19A118

Efficacy and Safety of Filgotinib for Patients with Rheumatoid Arthritis Naïve to Methotrexate Therapy: FINCH 3 Primary Outcome Results

Author(s)

Oliver Fitzgerald (1), Rene Westhovens (2), William F.C. Rigby (3), Désirée van der Heijde (4), Daniel W.T. Ching (5), Beatrix Bartok (6), Franziska Matzkies (6), Zhaoyu Yin (6), Ying Guo (6), Chantal Tasset (7), John S. Sundy (6), Neelufar Mozaffarian (6), Osvaldo Daniel Messina (8), Robert B.M. Landewé (9), Tatsuya Atsumi (10), Gerd R. Burmester (11)

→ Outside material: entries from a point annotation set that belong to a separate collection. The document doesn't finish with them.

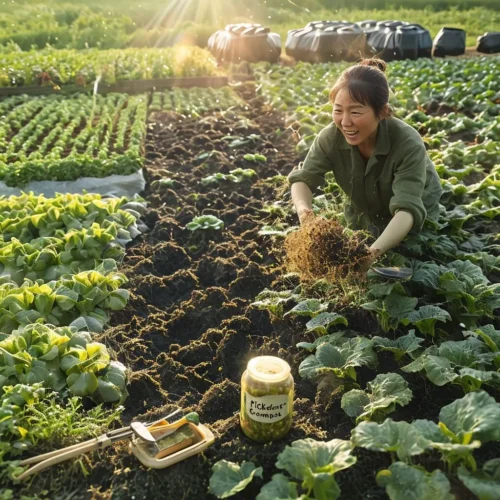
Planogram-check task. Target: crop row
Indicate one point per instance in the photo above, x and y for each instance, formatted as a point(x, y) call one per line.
point(193, 102)
point(441, 323)
point(58, 260)
point(63, 67)
point(58, 138)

Department(s)/Institutions

1. University College Dublin, Dublin, Ireland; 2. University Hospitals Leuven, Leuven, Belgium; 3. Dartmouth College, Lebanon, NH, USA; 4. Leiden University Medical Center, Leiden, Netherlands; 5. Timaru Hospital, Timaru, New Zealand; 6. Gilead Sciences, Inc., Foster City, CA, USA; 7. Galapagos NV, Mechelen, Belgium; 8. Cosme Argerich Hospital and IRO Medical Center, Buenos Aires, Argentina; 9. Amsterdam University Medical Center, Amsterdam, Netherlands; 10. Hokkaido University, Sapporo, Japan; 11. Charité – University Medicine Berlin, Berlin, Germany

Introduction

Filgotinib (FIL), an oral selective Janus kinase 1 inhibitor, has shown efficacy and was well tolerated for rheumatoid arthritis (RA) treatment.

Aims/Background

To compare efficacy and safety of FIL with and without methotrexate (MTX) in patients with RA naïve to MTX.

Method

This Phase 3, double-blind, active-controlled study randomised patients with moderately to severely active RA (2:1:1:2) to FIL 200mg daily + MTX weekly (up to 20mg), FIL 100mg + MTX, FIL 200mg (+placebo [PBO]), or MTX (+PBO) up to 52 weeks; results are through Week 24. Primary endpoint was proportion achieving ACR20 response at Week 24; additional assessments included ACR50/70 responses; DAS28-CRP ≤3.2 and <2.6, and changes in van der Heijde mTSS, and patient-reported outcomes (PROs). Safety endpoints included adverse event types and rates. Logistic regression adjusting for stratification factors with non-responder imputation was used for treatment comparisons for binary endpoints. Mixed-effect model adjusting for baseline value, stratification factors, treatment, visit and treatment by visit interaction was used for continuous endpoints.

Results

1,249 patients received the study drug (416 FIL 200mg+MTX; 207 FIL 100mg+MTX; 210 FIL 200mg monotherapy; 416 MTX monotherapy). 76.9% were female; mean time since RA diagnosis 2.2 years (median 0.4 years); mean (standard deviation) DAS28-CRP 5.7 (1.0); and 35.9% using oral steroids at baseline. At Week 24, significantly more patients on FIL 200mg + MTX (81.0%; P<0.001) and FIL 100mg + MTX (80.2%; P<0.05) achieved ACR20 response compared with MTX monotherapy (71.4%; Table 1). Compared with MTX monotherapy, more patients receiving FIL with or without MTX achieved ACR50 and ACR70, DAS28-CRP <2.6 and ≤3.2 and SF-36 PCS improvements (Table 1). Onset of activity was rapid, with significantly more achieving ACR50 and DAS28-CRP <2.6 with FIL than MTX at Week 2. FIL safety was consistent with prior studies through Week 24 (Table 2).

Conclusions

FIL + MTX had significant improvements in RA signs and symptoms, physical function and PROs compared to MTX alone and was well tolerated in patients with early active RA naïve to MTX. Clinically meaningful response to FIL occurred as early as 2 weeks after treatment initiation.